Bientôt les législatives :

La perception et prise en compte de paradoxes peut-elle être un levier pour faire bouger les choses ?

    • Il est sans doute difficile de répondre à cette question, mais on peut quand même l’espérer. Pour étayer ce propos, voici quelques pistes qui me viennent à l’esprit pour sortir de la situation d’impasse avant l’arrivée des législatives :

      • la lutte fratricide au seins des formations de la gauche écologiste, sociale et solidaire est un non sens et ne fait que rendre les obstacles au rassemblement de plus en plus infranchissables, il faut donc en sortir au plus vite, quitte à ce que cela vienne de la base des formations quand les leaders persistent dans une démarche contre-productive égocentrée1.

      • Les résultats du second tour nous donnent un bon aperçu de ce qu’attendent les citoyens qui espèrent que la gauche puisse jouer un rôle essentiel dans la gestion des 5 années à venir, il est donc clair que le projet le plus fédérateur pour répondre aux attentes des électeurs est celui de l’union populaire, c’est donc vers là et seulement vers cette direction qu’il faut converger.

      • Pour ne pas tomber dans le travers d’une dérive de parti unique, l’union populaire doit se faire en rassemblant des formations partenaires qui acceptent de relever le challenge ensemble, il ne s’agit pas de fusionner mais davantage d’installer une coopération de plusieurs formations (partis ou mouvements...). Il ne s’agit pas de gommer les spécificités, mais bien de les faire fructifier en les mettant au pot commun. C’est en ce sens que l’idée de créer une fédération des partis de gauche2 proposée par Jean-Luc Mélenchon va tout à fait dans le bon sens.

Un challenge à relever :

Nul ne peut prédire l’avenir, mais rien n’empêche d’y réfléchir et d’imaginer des scénarios prévisibles. Sur ce plan la cohésion nationale ne sera possible que si l’ensemble de la population se sent reconnue. C’est une condition qui ne sera pas facile à satisfaire tant la fracture est maintenant ancrée. C’est une raison essentielle pour laquelle il est impératif que la gauche sociale, solidaire et écologiste réussisse son pari en ayant une représentation forte à l’assemblée nationale.
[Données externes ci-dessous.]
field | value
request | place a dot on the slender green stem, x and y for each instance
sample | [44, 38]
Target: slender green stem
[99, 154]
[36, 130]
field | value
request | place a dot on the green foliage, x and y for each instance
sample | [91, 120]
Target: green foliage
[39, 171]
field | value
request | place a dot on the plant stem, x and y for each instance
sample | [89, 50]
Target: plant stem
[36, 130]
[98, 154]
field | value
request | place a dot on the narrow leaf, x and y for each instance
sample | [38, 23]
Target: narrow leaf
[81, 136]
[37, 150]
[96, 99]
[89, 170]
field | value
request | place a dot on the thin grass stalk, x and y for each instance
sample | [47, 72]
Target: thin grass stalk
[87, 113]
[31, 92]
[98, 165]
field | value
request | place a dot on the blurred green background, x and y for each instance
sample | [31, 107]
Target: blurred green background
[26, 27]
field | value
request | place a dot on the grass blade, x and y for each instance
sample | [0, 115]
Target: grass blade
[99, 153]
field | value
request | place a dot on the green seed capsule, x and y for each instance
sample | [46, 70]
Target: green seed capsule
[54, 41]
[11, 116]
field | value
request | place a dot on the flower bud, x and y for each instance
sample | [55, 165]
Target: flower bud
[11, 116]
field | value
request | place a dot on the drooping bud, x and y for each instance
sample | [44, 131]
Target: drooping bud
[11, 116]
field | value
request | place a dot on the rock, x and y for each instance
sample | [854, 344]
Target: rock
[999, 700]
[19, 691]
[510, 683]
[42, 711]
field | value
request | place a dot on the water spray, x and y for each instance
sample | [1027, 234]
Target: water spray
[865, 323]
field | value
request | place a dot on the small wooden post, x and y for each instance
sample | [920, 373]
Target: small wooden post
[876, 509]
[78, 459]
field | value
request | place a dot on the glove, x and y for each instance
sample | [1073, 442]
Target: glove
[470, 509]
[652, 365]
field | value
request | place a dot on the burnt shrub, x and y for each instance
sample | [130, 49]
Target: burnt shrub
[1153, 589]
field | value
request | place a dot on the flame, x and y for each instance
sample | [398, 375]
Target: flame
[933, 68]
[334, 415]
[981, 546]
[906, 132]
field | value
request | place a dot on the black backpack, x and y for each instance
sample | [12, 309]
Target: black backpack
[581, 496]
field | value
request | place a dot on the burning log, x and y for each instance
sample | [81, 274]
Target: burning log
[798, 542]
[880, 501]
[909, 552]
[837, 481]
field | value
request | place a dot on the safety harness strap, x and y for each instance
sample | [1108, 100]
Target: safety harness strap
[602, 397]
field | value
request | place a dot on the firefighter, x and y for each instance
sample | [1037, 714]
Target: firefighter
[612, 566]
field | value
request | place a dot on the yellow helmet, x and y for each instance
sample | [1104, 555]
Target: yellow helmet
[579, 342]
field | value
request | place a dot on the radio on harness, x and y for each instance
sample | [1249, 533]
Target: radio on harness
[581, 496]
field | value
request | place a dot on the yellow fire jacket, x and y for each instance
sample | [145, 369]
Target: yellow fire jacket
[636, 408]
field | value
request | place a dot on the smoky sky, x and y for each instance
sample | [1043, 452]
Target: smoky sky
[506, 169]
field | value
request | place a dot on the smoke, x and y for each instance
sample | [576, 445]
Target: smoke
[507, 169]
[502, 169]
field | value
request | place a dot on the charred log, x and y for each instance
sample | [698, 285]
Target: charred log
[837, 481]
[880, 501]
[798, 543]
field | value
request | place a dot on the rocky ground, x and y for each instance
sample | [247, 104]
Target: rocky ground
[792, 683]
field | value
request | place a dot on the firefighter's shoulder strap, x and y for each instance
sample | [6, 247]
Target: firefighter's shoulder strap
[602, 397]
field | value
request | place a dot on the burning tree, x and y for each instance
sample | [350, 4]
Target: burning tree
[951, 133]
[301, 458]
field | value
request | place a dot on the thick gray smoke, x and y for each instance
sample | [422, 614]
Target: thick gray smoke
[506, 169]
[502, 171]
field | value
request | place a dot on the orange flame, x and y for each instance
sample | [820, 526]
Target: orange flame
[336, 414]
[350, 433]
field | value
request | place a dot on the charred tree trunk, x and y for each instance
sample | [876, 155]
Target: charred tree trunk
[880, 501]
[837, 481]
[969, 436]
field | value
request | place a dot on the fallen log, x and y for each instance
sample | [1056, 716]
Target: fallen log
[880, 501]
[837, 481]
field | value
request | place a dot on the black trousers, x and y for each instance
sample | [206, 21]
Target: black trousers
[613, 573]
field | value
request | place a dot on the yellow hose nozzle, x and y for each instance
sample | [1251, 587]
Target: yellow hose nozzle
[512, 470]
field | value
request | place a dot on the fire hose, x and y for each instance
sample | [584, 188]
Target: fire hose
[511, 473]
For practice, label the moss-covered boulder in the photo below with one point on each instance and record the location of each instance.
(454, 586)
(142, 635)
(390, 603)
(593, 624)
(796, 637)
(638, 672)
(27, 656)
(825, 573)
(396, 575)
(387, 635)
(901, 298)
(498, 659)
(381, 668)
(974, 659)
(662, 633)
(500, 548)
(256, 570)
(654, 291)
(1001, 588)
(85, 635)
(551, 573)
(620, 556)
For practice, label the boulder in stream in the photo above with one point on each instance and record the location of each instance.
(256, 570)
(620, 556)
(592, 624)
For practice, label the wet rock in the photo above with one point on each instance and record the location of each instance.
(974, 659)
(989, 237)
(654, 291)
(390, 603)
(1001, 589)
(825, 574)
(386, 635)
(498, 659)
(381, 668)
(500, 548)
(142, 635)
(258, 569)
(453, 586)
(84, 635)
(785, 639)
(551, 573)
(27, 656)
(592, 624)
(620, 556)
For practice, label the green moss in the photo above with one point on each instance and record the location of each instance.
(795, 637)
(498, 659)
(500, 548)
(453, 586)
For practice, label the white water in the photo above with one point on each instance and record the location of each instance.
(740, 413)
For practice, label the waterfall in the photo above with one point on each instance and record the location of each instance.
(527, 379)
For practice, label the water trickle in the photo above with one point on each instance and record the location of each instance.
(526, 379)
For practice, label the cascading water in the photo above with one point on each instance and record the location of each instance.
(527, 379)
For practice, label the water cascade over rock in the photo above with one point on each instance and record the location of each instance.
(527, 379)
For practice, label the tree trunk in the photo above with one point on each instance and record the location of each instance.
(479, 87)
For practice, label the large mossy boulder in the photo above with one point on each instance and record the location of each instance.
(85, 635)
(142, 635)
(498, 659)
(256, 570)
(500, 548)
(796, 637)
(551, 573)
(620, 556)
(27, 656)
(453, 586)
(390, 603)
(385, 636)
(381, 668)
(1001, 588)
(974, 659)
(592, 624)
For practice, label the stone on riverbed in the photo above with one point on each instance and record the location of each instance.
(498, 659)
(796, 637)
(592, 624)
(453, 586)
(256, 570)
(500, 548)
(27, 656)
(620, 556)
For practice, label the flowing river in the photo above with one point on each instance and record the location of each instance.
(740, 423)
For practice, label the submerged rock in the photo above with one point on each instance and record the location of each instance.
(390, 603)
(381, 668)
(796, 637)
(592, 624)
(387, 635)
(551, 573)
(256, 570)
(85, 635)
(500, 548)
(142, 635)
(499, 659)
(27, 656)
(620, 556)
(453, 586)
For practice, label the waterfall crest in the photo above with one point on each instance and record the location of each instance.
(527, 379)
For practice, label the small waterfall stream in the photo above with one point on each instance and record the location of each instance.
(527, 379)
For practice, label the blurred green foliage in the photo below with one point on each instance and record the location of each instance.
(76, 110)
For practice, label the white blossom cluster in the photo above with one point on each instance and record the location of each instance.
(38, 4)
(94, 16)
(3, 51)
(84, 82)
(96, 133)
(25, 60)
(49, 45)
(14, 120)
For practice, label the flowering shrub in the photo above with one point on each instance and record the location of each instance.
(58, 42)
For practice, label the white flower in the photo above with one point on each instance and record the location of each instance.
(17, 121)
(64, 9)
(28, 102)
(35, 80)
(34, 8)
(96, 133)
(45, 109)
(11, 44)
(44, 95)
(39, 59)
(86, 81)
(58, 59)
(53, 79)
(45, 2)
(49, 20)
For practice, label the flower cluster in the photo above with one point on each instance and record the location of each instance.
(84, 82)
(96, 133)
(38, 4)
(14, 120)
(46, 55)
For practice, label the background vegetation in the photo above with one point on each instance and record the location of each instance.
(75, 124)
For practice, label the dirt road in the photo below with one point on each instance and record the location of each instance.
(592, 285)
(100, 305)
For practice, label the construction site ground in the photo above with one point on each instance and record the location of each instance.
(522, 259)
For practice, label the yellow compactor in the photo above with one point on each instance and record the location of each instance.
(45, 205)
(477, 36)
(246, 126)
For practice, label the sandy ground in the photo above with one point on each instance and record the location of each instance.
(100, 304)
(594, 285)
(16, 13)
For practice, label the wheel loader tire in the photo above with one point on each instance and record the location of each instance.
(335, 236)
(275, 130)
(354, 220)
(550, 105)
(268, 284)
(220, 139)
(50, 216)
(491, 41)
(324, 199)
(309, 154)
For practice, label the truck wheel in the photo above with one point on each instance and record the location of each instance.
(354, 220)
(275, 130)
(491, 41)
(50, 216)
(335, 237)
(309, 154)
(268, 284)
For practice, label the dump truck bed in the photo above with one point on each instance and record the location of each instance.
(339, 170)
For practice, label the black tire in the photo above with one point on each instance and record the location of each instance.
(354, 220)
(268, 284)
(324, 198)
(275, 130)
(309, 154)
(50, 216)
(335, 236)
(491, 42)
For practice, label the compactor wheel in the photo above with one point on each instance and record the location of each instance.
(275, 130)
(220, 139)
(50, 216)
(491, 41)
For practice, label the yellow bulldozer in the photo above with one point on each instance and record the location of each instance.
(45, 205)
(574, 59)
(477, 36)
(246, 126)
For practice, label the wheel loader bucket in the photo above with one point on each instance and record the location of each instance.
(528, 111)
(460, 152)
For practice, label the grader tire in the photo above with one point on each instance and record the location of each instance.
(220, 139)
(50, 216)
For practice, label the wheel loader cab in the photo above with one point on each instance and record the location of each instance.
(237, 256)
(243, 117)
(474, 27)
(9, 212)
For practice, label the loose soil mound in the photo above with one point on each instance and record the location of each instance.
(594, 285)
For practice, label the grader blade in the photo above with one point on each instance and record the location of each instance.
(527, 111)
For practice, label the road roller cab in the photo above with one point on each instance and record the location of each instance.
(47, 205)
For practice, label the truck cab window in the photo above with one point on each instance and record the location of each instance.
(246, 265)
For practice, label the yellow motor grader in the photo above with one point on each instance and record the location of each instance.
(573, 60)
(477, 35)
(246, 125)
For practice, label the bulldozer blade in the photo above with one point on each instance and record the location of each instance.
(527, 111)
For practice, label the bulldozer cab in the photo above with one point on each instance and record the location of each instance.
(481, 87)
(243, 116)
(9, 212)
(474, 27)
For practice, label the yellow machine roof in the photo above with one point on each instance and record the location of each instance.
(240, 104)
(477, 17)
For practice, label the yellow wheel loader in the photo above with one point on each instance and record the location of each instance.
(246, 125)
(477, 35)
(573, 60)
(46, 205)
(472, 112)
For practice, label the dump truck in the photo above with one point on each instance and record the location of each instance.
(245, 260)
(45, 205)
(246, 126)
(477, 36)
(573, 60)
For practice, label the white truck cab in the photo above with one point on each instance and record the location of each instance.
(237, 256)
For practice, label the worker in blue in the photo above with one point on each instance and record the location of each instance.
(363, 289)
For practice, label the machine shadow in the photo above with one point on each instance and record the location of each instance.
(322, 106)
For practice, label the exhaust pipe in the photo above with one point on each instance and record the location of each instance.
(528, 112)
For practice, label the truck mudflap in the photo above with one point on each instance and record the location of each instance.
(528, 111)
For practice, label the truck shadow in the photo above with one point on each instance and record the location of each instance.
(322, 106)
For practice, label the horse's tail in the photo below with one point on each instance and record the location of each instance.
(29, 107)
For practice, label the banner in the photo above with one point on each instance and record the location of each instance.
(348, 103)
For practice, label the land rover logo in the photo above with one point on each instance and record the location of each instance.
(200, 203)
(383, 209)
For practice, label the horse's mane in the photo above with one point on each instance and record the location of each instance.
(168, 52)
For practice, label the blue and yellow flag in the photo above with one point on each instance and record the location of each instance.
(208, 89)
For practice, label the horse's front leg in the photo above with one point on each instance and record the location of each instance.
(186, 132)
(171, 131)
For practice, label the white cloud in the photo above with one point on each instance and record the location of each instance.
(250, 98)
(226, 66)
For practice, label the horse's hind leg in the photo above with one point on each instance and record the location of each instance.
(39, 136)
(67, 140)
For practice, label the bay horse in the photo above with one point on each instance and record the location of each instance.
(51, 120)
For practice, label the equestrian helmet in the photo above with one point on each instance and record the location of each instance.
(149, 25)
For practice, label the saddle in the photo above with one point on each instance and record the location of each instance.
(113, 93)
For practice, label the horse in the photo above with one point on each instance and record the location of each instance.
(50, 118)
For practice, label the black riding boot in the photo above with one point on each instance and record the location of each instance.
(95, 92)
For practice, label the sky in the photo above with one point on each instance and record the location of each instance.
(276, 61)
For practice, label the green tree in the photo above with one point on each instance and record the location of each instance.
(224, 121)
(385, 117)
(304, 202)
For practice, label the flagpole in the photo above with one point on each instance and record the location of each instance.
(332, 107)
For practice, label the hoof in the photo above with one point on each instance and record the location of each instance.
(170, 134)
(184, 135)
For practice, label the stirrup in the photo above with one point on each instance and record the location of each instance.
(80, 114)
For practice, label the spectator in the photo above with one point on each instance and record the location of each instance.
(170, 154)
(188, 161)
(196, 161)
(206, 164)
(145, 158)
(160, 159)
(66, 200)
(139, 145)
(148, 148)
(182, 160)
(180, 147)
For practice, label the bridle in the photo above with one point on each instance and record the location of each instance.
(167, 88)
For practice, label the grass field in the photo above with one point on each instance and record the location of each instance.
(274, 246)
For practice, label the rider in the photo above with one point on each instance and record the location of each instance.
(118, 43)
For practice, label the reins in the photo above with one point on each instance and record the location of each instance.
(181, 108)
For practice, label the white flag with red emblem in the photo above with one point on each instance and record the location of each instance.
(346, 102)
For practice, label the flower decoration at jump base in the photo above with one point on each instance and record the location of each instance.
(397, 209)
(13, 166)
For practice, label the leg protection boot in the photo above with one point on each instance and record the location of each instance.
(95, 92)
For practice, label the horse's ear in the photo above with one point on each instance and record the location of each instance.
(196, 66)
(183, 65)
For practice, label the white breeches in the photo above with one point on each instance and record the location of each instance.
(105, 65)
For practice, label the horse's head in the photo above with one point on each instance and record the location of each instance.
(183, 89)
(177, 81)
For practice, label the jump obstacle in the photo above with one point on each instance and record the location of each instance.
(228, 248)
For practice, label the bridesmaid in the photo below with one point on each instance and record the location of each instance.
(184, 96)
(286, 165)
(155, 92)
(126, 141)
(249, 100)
C’est une condition nécessaire pour que les citoyens dans leur ensemble et plus particulièrement les moins favorisés trouvent enfin des réponses satisfaisantes concrètes à leur attentes légitimes. C’est aussi une condition indispensable pour que l’espoir de voir enfin le politique retrouver du sens soit au rendez-vous au point de rétablir la confiance des citoyens envers les institutions. Si on ne parvient pas à le faire, ce sera encore plus de frustrations, plus d’écœurement et de rejet et on le sait bien, cela conduira encore davantage de personnes à déserter les urnes ou pire à se replier vers l’extrême droite qui n’apporte pourtant pas de solutions crédibles malgré son discours enjôleur de promesses et dont on connaît les dérives sociétales.

Pour conclure, on est devant une situation décisive à deux temps : le premier consiste à obtenir une bonne représentation à l’assemblée nationale pour être en mesure d’orienter l’action politique vers une société sociale, solidaire et écologiste qu’on pourrait peut-être résumer sous l’expression « société humaniste » ; le deuxième temps sera de mettre en pratique les promesses à travers des actions concrètes cette politique attendue pour le bien de tous.

1À prendre dans le sens centrée sur le parti ou centrée sur son leader.